Pour les fans d'une certaine génération, la victoire de l'Italie lors du renouvellement du plus prestigieux tournoi de football du monde en 1982 en Espagne restera longtemps dans les mémoires.

Sous la direction d'Enzo Bearzot, avec pour capitaine le légendaire gardien de but Dino Zoff, et sous la houlette du buteur Paolo Rossi, les Italiens ont tenu bon pendant la phase de groupes, arrachant trois nuls, avant d'entrer en action dans les matches à élimination directe, où ils ont battu l'Argentine, le Brésil et la Pologne, avant de battre les Allemands par trois buts à un en finale.

Une Coupe du Monde mémorable pour une autre raison

Cependant, pour les non-Italiens qui s'en souviennent, le souvenir le plus marquant de ce tournoi n'a rien à voir avec la gloire italienne. Nombreux sont ceux qui se souviennent de la Coupe du monde 1982 en raison de l'horrible défi lancé par le gardien de but Harald Schumacher lors de la demi-finale entre l'Allemagne de l'Ouest et la France, un match désormais connu sous le nom de “Nuit de Séville”.

Considéré par beaucoup comme l'un des plus grands matchs de football de tous les temps, sans parler de l'un des meilleurs affrontements de la Coupe du monde, deux géants du football international se sont affrontés au stade Ramón Sánchez Pizjuán et ont offert un grand classique.

Le match avait tout pour plaire.
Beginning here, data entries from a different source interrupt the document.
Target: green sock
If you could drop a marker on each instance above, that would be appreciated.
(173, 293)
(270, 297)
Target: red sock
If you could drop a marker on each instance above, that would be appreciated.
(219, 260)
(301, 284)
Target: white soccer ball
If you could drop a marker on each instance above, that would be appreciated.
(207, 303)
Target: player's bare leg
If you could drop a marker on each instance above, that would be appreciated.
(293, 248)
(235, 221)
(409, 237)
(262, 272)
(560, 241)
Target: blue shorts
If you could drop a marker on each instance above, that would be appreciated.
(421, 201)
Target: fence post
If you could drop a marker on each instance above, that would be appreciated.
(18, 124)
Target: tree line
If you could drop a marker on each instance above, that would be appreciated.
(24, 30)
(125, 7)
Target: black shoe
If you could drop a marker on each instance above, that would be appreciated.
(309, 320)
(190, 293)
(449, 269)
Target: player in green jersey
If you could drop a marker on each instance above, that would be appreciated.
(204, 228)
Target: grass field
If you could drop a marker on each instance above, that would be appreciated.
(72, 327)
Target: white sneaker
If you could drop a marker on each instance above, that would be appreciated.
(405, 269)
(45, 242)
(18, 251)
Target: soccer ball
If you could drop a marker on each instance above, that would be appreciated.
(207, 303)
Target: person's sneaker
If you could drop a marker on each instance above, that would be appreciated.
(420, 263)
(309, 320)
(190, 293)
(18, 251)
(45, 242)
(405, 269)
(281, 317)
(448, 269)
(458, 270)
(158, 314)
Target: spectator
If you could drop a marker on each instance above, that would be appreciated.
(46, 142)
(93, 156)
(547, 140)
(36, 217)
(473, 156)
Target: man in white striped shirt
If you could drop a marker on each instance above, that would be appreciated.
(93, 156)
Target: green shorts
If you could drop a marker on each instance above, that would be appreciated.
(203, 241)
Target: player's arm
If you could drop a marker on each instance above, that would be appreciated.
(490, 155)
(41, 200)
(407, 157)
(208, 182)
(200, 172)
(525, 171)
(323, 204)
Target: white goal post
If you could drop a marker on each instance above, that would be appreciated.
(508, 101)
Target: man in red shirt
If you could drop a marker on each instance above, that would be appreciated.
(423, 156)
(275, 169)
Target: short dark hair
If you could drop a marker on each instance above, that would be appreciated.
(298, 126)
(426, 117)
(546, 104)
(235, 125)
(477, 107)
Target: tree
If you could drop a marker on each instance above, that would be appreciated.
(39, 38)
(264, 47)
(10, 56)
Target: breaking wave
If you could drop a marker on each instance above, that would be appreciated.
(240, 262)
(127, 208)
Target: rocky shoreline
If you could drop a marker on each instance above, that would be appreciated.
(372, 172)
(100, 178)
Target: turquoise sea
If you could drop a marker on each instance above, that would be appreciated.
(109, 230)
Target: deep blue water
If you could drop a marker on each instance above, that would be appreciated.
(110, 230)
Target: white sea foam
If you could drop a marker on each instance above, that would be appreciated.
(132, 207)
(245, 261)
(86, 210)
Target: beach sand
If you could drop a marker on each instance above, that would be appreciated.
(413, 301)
Les actions de bout en bout, la résistance défensive et les passages complexes du jeu étaient agréables à regarder, en particulier lorsque les milieux de terrain français avaient le ballon. Il y a eu des contre-attaques de grande envergure et de beaux buts. Le match a également été marqué par l'une des collisions les plus célèbres de l'histoire du football.

Au cours de la deuxième mi-temps du match, Michel Hidalgo, le patron de l'équipe de France, a voulu changer les choses et a fait entrer le défenseur Patrick Battiston à la 50e minute de jeu. Alors que le match est à 1-1, Battiston, qui n'est sur le terrain que depuis dix minutes, se retrouve dans la position inhabituelle d'être l'homme le plus avancé de son équipe en attaque.
Michel Platini, considéré par un grand nombre d'anciens joueurs et de supporters comme le meilleur joueur de sa génération, fait une passe magnifiquement dosée, parfaite pour Battiston. Et c'est ce qu'il fait : il tire en première intention, comme un défenseur, et manque la cible, avant d'être sauvagement sorti par Harald Schumacher, en pleine course.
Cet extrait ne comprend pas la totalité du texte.